On Saturday, April 29 hundreds of thousands marched for “jobs, justice, and a safe climate” in Washington DC, in other cities in the US, and in parts of Africa, Asia, South America, and Europe.
A week of events preceded the march including panel discussions, movement training, and rallies.
Calling the movement for addressing the climate a “World War II-scale emergency mobilization” groups announced the march last January in anticipation of climate policies that President Donald Trump alluded to in his campaign speeches that denied the responsibility of fossil fuel extraction’s contribution to climate change. A Climate Restoration Decade Bloc was formed that included allied organizations with the goal of “reaching 100% clean energy and eliminate greenhouse gas emissions within the next decade, guarantee 100% employment in a sustainable economy, and begin restoring a safe climate for all.”

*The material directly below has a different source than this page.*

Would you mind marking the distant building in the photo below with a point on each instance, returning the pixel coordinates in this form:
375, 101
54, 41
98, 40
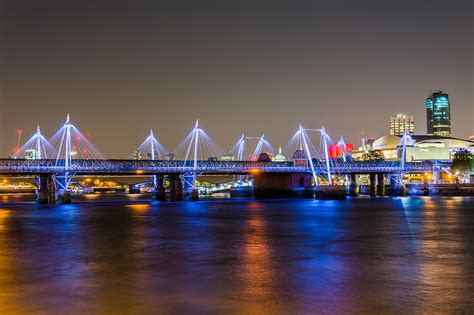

The march began at the National Mall by 3rd St and Jefferson Drive and turned on Pennsylvania. Upon approaching 1100 Pennsylvania Avenue, the Trump International Hotel, the ongoing arriving crowd rose to an uproar when it was pointed out that to the left was the guarded hotel along the march route:
(click on pictures to enlarge)
The march stopped to surround the White House and hold a sit-in for 100 minutes representing 100 minutes of climate denial of the Trump Administration and according to a statement released by organizers the march was intended to confront “the Trump administration’s attacks on morality and science [which] are so devastating that the media and the broader public finally seem to be noticing that the future of human life, millions of species, and the natural world as we know it is at stake.”
A human chain surrounded a large area in front of the start of the march, but reporters broke through the chain to document. The crowd estimate was around two hundred thousand.
Below are interviews with some of the attendees:
Carolyn Meyer and Kel Pickens are from the college town of Stillwater, Oklahoma and were behind a 2015 successful campaign to ban fracking as a municipal ordinance.
After being plagued my multiple earthquakes measuring over 3.0 magnitude, Meyers and Pickens formed a group to address the danger on April 17, 2014 that began in their living room with five people. Pickens described the origins:
“We’re kind of an earthquake-central-ground-zero area. We formed a group called Stop Fracking Payne County. There was about five of us that were co-founders. It started in our living room. From there we started asking city council to start updating practices, zonings to start protecting the citizens from all the earthquakes that were causing façade damages, structural damages. Oil companies were not being responsible, so we passed an ordinance in the city of Stillwater to basically update those ordinances to stop the fracking that was not taking responsibility for the damages they were causing.”
Later that year, the state of Oklahoma passed measures that prevented future ordinances that sought to outlaw cities from limiting fracking, “The bigger state interests are quite questionable where their sympathies lie, whether it’s with the citizens or whether it’s with big gas and oil.”
Pickens said that the couple wanted to come to the climate march to confront Oklahoma’s former Attorney General Scott Pruitt who Trump appointed as head of the Environmental Protection Agency (EPA), “He did nothing to protect, in fact he spent taxpayers money on frivolous lawsuits against the EPA. And basically that’s who’s now the head of the EPA. Of course his only job is to tear up and dismantle the EPA the same way he did our state.”
Meyers said that the city council took over a year to pass the ordinance under a lot of municipal pressure. The challenge came when oil company executives also began showing up to city council meetings and pressuring – even threatening according to Meyers – the city council.
Meyers advice to people who are trying to restrict fracking operations near their homes, “You have to keep pressuring and getting larger numbers. It’s really the amount of numbers they see showing up or calling or putting the pressure on. The more you can get, the better. I don’t think ours would have done a thing had we not started and just kept going. And the media. You gotta have the media. They really did help us a lot because it was on the television news all the time. And we had a lot of different spokespeople.”
Adam (right) is from Maryland and marched with his family, “I think that clean energy is very important because it’s clean for one thing and it helps the world keep going, and it’s cheaper, and it’s better.”
In school, Adam said that the class learned about reusable energy and about the importance of their use.
To others of his generation his message was, “Help keep the environment clean. We’re going to be the next people living on in it.”